Chanel, sans hésiter et depuis toujours. Dès l’enfance, j’ai tout lu sur son histoire. Son style, qui est aussi une attitude a ceci de génial: tout le monde peut «s’habiller Chanel» sans jamais acheter de Chanel. Un style basé sur la juste proportion, un sens du confort, l’intégration d’éléments masculins et sportswear, une élégance précise, une palette, un sens du luxe des matières et toujours des poches aux jupes et robes pour l’attitude! J’admire aussi Monsieur Alaïa, immense artiste caché sous son masque d’humble artisan. Il ne cessera jamais de m’impressionner par son sens de la proportion, du confort et de la mise en valeur du corps.

Comment vivez-vous cette crise?

Je suis prise au dépourvu, comme la plupart d’entre nous. Je me sens freinée dans mon élan, interrompue dans mes efforts de développement. Les ateliers ne travaillent plus, je ne peux plus rencontrer mes clientes pour m’occuper de leurs commandes, les magasins dépositaires de mes bijoux sont fermés et le salon Jewels Basel auquel je devais participer fin avril est annulé. À première vue, c’est une catastrophe. Cependant, les signes d’espoir sont forts. Je garde le lien avec ma clientèle; plusieurs événements, dont le superbe salon GemGenève, sont en préparation pour une seconde partie d’année qui devrait voir l’activité reprendre progressivement…

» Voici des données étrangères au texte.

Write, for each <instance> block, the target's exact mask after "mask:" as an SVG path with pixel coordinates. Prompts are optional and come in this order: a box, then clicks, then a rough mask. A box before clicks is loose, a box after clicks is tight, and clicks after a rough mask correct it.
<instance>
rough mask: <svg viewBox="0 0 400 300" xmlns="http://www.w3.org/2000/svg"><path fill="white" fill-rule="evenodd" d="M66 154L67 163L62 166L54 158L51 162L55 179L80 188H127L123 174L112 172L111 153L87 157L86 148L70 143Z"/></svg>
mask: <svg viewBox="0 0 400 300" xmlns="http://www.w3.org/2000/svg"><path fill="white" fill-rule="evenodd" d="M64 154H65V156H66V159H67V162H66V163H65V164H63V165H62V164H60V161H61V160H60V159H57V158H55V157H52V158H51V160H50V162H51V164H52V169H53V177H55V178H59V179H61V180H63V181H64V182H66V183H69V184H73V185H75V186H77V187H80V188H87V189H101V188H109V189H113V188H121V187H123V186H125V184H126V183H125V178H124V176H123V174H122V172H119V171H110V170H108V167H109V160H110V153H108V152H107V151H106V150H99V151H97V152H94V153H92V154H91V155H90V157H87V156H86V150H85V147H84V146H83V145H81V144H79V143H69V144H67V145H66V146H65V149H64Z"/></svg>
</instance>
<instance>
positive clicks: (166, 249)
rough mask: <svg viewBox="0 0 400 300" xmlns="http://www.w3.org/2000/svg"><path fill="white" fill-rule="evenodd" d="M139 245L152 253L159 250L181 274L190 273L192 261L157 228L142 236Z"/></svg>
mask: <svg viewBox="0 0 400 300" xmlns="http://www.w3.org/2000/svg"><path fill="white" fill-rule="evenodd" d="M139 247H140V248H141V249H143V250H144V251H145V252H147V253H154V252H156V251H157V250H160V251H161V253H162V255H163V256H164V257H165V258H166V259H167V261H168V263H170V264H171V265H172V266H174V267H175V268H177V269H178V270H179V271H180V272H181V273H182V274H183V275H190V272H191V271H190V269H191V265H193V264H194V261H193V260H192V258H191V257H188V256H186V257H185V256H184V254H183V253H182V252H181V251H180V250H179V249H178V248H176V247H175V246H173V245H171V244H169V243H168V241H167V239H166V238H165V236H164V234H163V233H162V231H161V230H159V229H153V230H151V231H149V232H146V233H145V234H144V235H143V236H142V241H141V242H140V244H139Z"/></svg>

Comment imaginez-vous l’après Covid-19?

Je suis consciente du changement radical que cette crise va imprimer sur notre société, en termes de consommation notamment. Le bijou n’est pas un bien de première nécessité, mais il existe depuis la nuit des temps. Sa valeur esthétique et symbolique demeure. Son attractivité reviendra quand les gens reprendront confiance et quand l’envie de plaisir, de beauté et de légèreté aidera à réparer le traumatisme de cette pénible période.

Quelle est votre devise?

En temps normal, je prêche pour «des bijoux précieux, mais pas sérieux». À l’heure actuelle, j’ai envie d’ajouter: Courage… Sourions!